What Products Will the North Star Project Produce?

Three outputs are targeted: HPMSM for EV battery cathode precursor manufacturing, EMM for defence steels and specialty alloys, and EMD for alkaline batteries including standard consumer cell sizes.

How Competitive Is the Projected HPMSM Production Cost?

The PEA estimates US$825 per tonne. Even applying the full ±50% upward variance to reach approximately US$1,200 per tonne, the product is estimated to be competitive with Chinese-origin HPMSM under existing tariff conditions, without requiring additional trade barriers.

What Is the Current Status of U.S. EMM Production?

There is currently zero domestic EMM production in the United States. The country imports approximately 50,000 tonnes annually, almost entirely from China. The Defence Logistics Agency has an open, unfilled requisition for EMM with no domestic supplier capable of fulfilling it.

Why Is the Processing Plant Potentially Located on the Gulf Coast?

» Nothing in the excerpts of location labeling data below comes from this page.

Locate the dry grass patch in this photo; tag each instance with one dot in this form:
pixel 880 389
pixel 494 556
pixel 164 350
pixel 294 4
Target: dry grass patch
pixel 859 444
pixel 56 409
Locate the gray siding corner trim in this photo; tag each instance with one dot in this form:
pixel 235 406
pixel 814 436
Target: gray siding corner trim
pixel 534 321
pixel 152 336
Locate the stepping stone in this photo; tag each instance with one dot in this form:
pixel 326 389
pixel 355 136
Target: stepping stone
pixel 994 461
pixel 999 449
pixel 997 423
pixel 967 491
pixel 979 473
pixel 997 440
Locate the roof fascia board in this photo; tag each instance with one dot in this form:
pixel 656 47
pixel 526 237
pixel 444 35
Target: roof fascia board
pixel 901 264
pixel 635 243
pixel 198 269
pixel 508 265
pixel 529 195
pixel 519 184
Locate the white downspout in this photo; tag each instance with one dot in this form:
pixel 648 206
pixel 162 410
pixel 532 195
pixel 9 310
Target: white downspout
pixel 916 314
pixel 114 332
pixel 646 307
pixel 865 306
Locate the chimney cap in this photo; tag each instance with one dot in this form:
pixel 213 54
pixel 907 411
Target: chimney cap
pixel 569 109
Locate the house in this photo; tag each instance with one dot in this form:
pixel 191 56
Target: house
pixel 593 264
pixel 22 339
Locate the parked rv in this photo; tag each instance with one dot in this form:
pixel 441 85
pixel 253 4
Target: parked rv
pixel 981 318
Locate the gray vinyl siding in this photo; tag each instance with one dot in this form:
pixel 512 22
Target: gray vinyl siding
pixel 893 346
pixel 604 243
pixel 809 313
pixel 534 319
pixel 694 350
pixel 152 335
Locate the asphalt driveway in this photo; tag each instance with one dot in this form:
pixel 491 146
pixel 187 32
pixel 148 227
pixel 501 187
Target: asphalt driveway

The Gulf Coast maximises transportation cost conservatism in the PEA, provides access to sulphuric acid infrastructure, enables export market optionality, and allows the plant to receive supplementary ore from international suppliers as needed.

What Is the Timeline to HPMSM Production?

Subject to funding availability, the company estimates approximately three years to first HPMSM production from the processing facility, with the mine and plant being advanced in parallel to optimise the overall schedule.

The Investment Case in Context

The Electric Metals North Star manganese project in the United States occupies a genuinely unusual position in the critical minerals development landscape. A US$1.39 billion post-tax NPV at a 43.5% IRR against a mine capital requirement of approximately US$150 million represents a risk-adjusted development profile that is difficult to replicate across comparable projects at a similar stage.

The project's structural advantages compound across multiple dimensions simultaneously:

  • Highest-grade North American manganese deposit with six decades of geological documentation providing confidence beyond what most junior projects possess
  • Vertically integrated model capturing chemical processing margins rather than commodity ore pricing
  • EMM circuit addressing the most acute defence supply gap in the U.S. manganese complex, with no other domestic solution currently in development
  • Oxide mineralogy providing a structural permitting advantage in a state where sulfide projects face entrenched opposition
  • Ore sourcing flexibility allowing the processing plant to operate independently of mine permitting outcomes

The primary execution risks remain real and should not be minimised. Scaling HPMSM production from bench to pilot to commercial level with consistent battery-grade output is technically demanding. Permitting timelines in Minnesota, even on the ferrous track, carry inherent uncertainty. Capital access for a company of this size requires continued market confidence and investor support.

All financial projections referenced in this article are derived from a Preliminary Economic Assessment carrying a standard accuracy range of ±50%. They do not constitute confirmed project economics, financial forecasts, or investment advice. Prospective investors should conduct independent due diligence and consider their own financial circumstances before making investment decisions.